You seem to know more about them than I do RB, but
I would suggest that you look around either the internet
or high street stores.

Samsung were the main Androids for ages, but they are
being caught, I bought a Google last time as the samsung
had gone up in price.

When looking and talking to a salesperson, I suggest that
you ask about extra memory via a Micro-SD Card, the bigger
the better and you will need a phone with aslot for the card.

Good Luck.

Mike.


----------



## Ken N Tx (Jul 18, 2020)

I am a happy Customer...Click on Phones & Devises..

Consumer Cellular


----------



## fmdog44 (Jul 18, 2020)

Get a flip phone. Keep itsimple.


----------



## Myquest55 (Jul 18, 2020)

I had a perfectly good flip phone but everyone around us has the new smarty phones so when our son needed a new phone, he included us, and his roommate, on his plan.  (He is in TN and we're in ME)  He signed us up for Android service through Verizon and we all got free phones - the A-9 Galaxy.  My husband loves it - he can turn the volume up higher than the house phone and hold it away from his head to converse.  (Parkinsons causes a tremor which is uncomfortable while holding a phone next to his ear).   Are there some others that you can share a payment plan with?  We pay about $50/month per person for this with unlimited calls and texts.  We got a discount since my husband is a USNavy Vet.  We use it sparingly but it has been handy to text my sister, in GA, to let her know that I have poured my morning coffee and am ready to chat when she is.  Good luck!


----------



## applecruncher (Jul 18, 2020)

I agree with Ken. Been happy with Consumer Cellular for years. I recently upgraded to the Motorola G7 Power.
Ordered over the phone - $192 including tax & $10 for express shipping.
(Excellent customer service), express delivery - got it the next day, free activation/set-up and they answered all my questions.
Unlimited talk & text, internet, 6.2" screen, 32GB storage, charge lasts for a couple days.
My service is $32/mo.

(I would never, _ever _buy the overpriced Apple iphone or Samsung galaxy)


----------



## SeaBreeze (Jul 18, 2020)

In January of '19, I bought my first smartphone.  It is the Motorola E5 Play with a Consumer Cellular provider.  Bought a phone for myself and my husband for $80 each at Target.  My service costs $50 per month for both of them.  I don't really stream anything, or send texts....just short calls with my husband mostly and a little internet activity.  I'm another happy CC customer here.


----------



## RB-TX (Jul 19, 2020)

bowmore said:


> You are WAY LOW on memory! Some apps take more than that. I have an Alcatel Android phone with an additional 15 GB SD card. The phone RAM right now is about 5GB and that is barely sufficient. For example, the Google app is 270 MB


I made a mistake.  I meant Gigabyte, NOT Megabyte.


----------



## MarkinPhx (Jul 19, 2020)

Google Pixel 3a XL
Do some online research and I think it will be just what you are looking for. I have always stuck with the Google Nexus and now Pixel phones and this phone is my favorite out of all the ones I have owned in the past.


----------



## Ruthanne (Jul 19, 2020)

My service is with www.twigby.com and I am very pleased with it it is $20 a month with unlimited text and talk and I'm not sure how many gigabytes but it is sufficient for me.  Also, they have a good variety of smartphones to choose from ranging from a very low price to medium and higher.  I got an LG Stylo 4+ and like it a lot.  It's 6+ inches big.  My eyesight is not what it used to be, too, and this phone helps with that.  They have a discount when you first sign up for a reduced price for 6 months now.  This company has the best price I could find for what I was looking for.


----------



## hollydolly (Jul 19, 2020)

Sorry, can't help, we only use Apple Iphones in this house


----------



## Aunt Bea (Jul 19, 2020)

I recently purchased an Apple iPhone with 128 GB using service through Consumer Cellular.

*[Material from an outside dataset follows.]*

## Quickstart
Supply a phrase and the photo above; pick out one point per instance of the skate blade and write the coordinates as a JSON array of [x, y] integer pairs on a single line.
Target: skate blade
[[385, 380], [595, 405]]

The phone is more than I need but I purchased it as a backup to my HP laptop and as a personal assistant of sorts.

Since I've automated all of my monthly bills, banking, investments I've been concerned about the lack of a backup in the event that my computer malfunctions or is unavailable, and hopefully the phone will provide that.

I'm still exploring the various features and apps available but my hope is that this phone or a similar one will help me piece together a full range of services that will allow me to remain independent for several years.

The one thing that I like with Consumer Cellular is the ability to change plans in the middle of a billing cycle.  This feature has been helpful to me as I get used to my new phone and settle on my normal monthly usage.

Good luck with your search.


----------



## Butterfly (Jul 20, 2020)

I have an LG android phone with T-Mobile and unlimited talk and text for $20/month.  I was using a T-mobile pay as you go plan with T-Mobile, but when I got rid of my land line I wanted to be sure I didn't run out of minutes if I had to be on long conversations.

For me, the plan is perfect.


----------



## Camper6 (Jul 20, 2020)

Trying to give advice on which phone to buy to someone else is really difficult because everyone's needs are different.
I think everyone is in the same boat when they buy their first phone and then later know exactly what they want.
Best to rent on a contract first and then when renewal time is up, change to what your preferences are.
My provider gives me the phone no charge for the phone and a charge for the service.
Then when my contract is up, they give me a new phone of my choice in the same price bracket and I get to keep the old phone. There's so much stuff you can do with a smart phone that you have to experience it first.  Most people don't use half the features that come with the phone.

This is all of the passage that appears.